Another new gTLD has joined the exclusive list of those to enter seven figures in terms of domains under management.

.icu, managed by ShortDot, topped one million names this week, according to COO Kevin Kopas.

It’s taken about a month for DUM to increase from 900,000 names, and if zone files are any guide half of that growth seems to have happened in the last week.

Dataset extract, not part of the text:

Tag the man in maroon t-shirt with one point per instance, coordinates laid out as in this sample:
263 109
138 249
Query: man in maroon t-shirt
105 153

.icu domains currently sell for between $1 and $2 for the first year at the cheap end of the market, where most regs are concentrated, with renewals closer to the $10 mark.

The gTLD joins the likes of .club, .xyz, .site and .online to cross the seven-figure threshold.

When we reported on the 900,000-reg mark at the end of May, we noted that .icu had a SpamHaus “badness” rating of 6.4%, meaning that 6.4% of all the emails coming from .icu addresses that SpamHaus saw were classified as spam.

That score was roughly the same as .com, so therefore pretty respectable.

But in the meantime, .icu’s badness score has almost tripled, to 17.4%, while .com’s has stayed about the same.

Picking through the Google search results and Alexa list for .icu domains, it appears that high-quality legit web sites are few and far between.

Whether that’s a fixable symptom of .icu’s rapid growth — it’s only about 13 months post-launch — or a predictor of poor long-term potential remains to be seen.